Açlık gibi ağır ve acil bir ihtiyacı karşılamak için işlenen hırsızlık suçunda (örneğin fırından ekmek çalmak) ceza verilmez veya indirim yapılır.
Hırsızlık suçunun dava aşamasındaki en stratejik bölümüdür.
Müvekkil suçu işlediyse ve inkar etme şansı yoksa, en iyi yol "Etkin Pişmanlık"tır.
Fail, hırsızlık konusu malı aynen geri verir veya bedelini tazmin ederse (zararı giderirse) ceza indirilir.

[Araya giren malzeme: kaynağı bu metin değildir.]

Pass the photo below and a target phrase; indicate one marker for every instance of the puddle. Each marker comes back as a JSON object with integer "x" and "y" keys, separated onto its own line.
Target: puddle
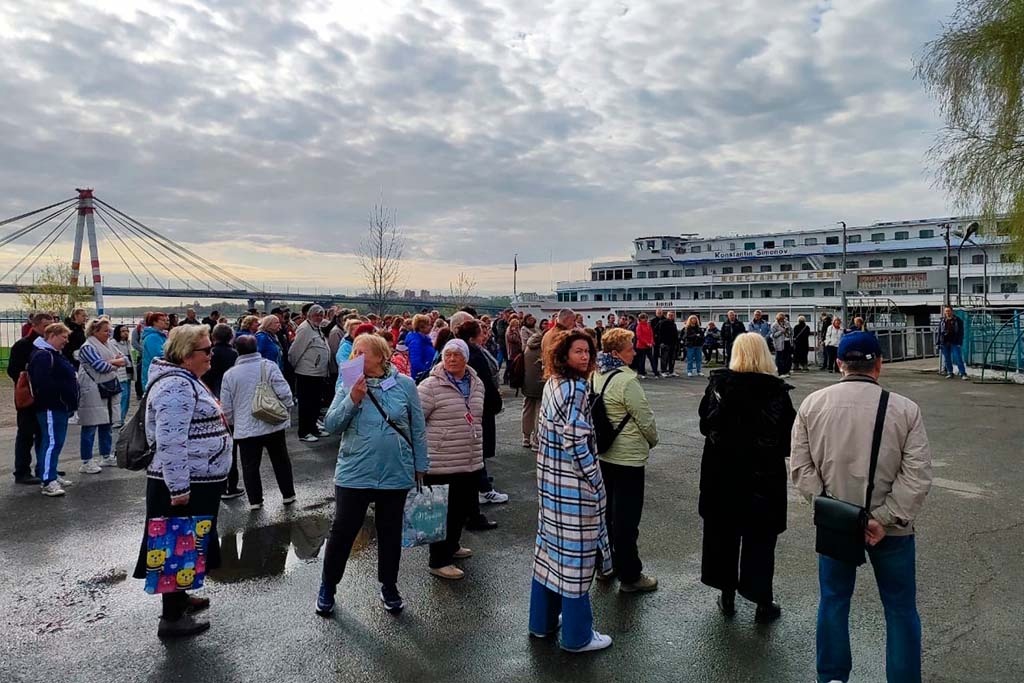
{"x": 275, "y": 549}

Soruşturma Aşamasında (Dava Açılmadan Önce): Zarar giderilirse ceza 2/3 oranına kadar indirilir.
Kovuşturma Aşamasında (Dava Açıldıktan Sonra, Hükümden Önce): Zarar giderilirse ceza 1/2 oranına kadar indirilir.
Önemli: Mağdurun "Ben kabul etmiyorum, şikayetçiyim" demesi etkin pişmanlığı engellemez. Failin zararı gidermesi veya mahkeme veznesine yatırması yeterlidir.
Aynı kişiye karşı farklı zamanlarda birden fazla hırsızlık yapılırsa (örneğin bir işyerinden her gün 100 TL çalmak), her eylem için ayrı dava açılmaz; tek bir ceza verilir ancak bu ceza artırılır.
Burası hırsızlık davalarının en can yakıcı noktasıdır. Bir hırsız eve girmek için kapıyı kırıp televizyonu çaldığında tek bir suç değil, üç ayrı suçtan ceza alır:
Hırsızlık (TCK 142): Eşyayı aldığı için.
Konut Dokunulmazlığını İhlal (TCK 116): Eve izinsiz girdiği için.
Mala Zarar Verme (TCK 151): Kapıyı kırdığı için.
İstisna: TCK 142/4 gereği, hırsızlık amacıyla işlenen konut dokunulmazlığını ihlal ve mala zarar verme suçlarında şikayet aranmaz, savcılık resen soruşturur. (Eskiden şikayete bağlıydı, artık değil).